Setelah mengalami default pinjaman sebesar USD 81 miliar tahun 2011, Argentina berjanji untuk membayar sepertiga dari utangnya pada kreditor. Untuk itu, antara tahun 2005 hingga 2010, 93% dari utang ditukar dengan sekuritas, dan baru di tahun 2016, Argentina dapat mengembalikan sisa utangnya.
Apa Konsekuensinya kalau Default?
Kerugian modal bisa terjadi pada kreditor yang menjadi akibat dari pembatalan utang parsial atau restrukturisasi utang adalah konsekuensi langsung yang timbul dari adanya default.
Selain itu, default yang terjadi bisa mengakibatkan melonjaknya inflasi, angka pengangguran, dan tekanan politik semakin kuat pada pemerintah yang gagal bayar.

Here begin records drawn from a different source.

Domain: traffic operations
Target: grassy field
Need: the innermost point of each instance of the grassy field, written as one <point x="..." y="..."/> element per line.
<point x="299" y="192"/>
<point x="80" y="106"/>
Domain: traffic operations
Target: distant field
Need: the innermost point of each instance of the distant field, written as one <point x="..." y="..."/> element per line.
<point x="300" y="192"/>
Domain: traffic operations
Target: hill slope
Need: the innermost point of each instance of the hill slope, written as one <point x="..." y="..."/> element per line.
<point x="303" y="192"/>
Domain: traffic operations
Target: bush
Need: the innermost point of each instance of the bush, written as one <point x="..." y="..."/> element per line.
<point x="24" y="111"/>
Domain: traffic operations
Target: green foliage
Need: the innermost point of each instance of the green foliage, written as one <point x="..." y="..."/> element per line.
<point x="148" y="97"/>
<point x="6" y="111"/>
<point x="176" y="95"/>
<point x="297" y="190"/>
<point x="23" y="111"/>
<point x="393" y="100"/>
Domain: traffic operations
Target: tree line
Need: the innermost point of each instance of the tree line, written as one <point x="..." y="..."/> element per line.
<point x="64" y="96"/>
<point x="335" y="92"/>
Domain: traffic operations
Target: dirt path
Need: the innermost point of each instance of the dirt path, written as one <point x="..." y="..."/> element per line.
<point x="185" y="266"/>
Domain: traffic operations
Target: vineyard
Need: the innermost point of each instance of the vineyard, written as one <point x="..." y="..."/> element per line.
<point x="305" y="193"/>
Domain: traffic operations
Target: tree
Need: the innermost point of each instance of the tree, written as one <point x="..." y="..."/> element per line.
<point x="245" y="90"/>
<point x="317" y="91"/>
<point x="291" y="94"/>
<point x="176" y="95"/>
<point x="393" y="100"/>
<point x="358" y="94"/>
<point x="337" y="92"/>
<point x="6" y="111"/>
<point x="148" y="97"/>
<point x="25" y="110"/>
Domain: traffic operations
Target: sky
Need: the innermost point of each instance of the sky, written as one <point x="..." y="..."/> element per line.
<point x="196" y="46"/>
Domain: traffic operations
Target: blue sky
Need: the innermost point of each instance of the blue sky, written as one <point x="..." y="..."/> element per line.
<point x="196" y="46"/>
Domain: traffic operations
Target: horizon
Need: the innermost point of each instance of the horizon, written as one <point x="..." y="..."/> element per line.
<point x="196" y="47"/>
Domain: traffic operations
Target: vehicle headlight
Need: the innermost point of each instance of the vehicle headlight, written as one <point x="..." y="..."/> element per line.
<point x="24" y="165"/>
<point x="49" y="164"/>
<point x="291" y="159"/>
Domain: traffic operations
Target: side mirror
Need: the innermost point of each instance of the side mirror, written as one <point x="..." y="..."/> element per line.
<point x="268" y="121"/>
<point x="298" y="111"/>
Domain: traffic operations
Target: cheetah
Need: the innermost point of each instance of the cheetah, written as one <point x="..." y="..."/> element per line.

Bank, sebagai lembaga keuangan, biasanya memegang mayoritas utang dalam negeri. Kegagalan bayar pemerintah juga akan memengaruhi kondisi kesehatan keuangan bank, yang kemudian berimbas pula pada nasabah. Ketika nasabah melihat bahwa ada kondisi yang tidak beres dengan bank, maka hal ini akan berakibat pada menurunnya kepercayaan.
Jika kepercayaan semakin menurun, maka bisa jadi masyarakat akan berbondong-bondong menarik simpanan dari bank. Kepanikan terjadi, uang yang dikeluarkan oleh bank akan menjadi berlebih. Biasanya sih, kemudian pemerintah akan membatasi berapa dana maksimal yang boleh ditarik oleh nasabah.
Hal yang pernah terjadi di Yunani, bank ditutup selama hampir 20 hari di bulan Juni 2015. Transfer ke bank asing dibatasi, penarikan tunai dibatasi 50 euro saja setiap harinya. Hal ini untuk mencegah menurunnya kepercayaan pasar asing terhadap mata uang negara, karena krisis default bisa menyebabkan krisis ekonomi dan mata uang.
Kurangnya akses negara default ke pasar kredit adalah konsekuensi lain yang tak bisa dihindari. Hal ini terjadi karena tingkat bunga yang tinggi atas pinjamannya, atau malahan enggak akan diberikan pinjaman sama sekali. Score kredit negara yang gagal bayar akan terpuruk, dan hal ini dapat mencegah investasi asing untuk masuk ke negara tersebut.
Kesimpulan
Nah, jadi sudah jelas ya, dan kamu pasti bisa menjawab pertanyaan, kok bisa sebuah negara bangkrut? Penjelasannya semoga mudah dimengerti dan bisa jadi tambahan wawasan buat kamu.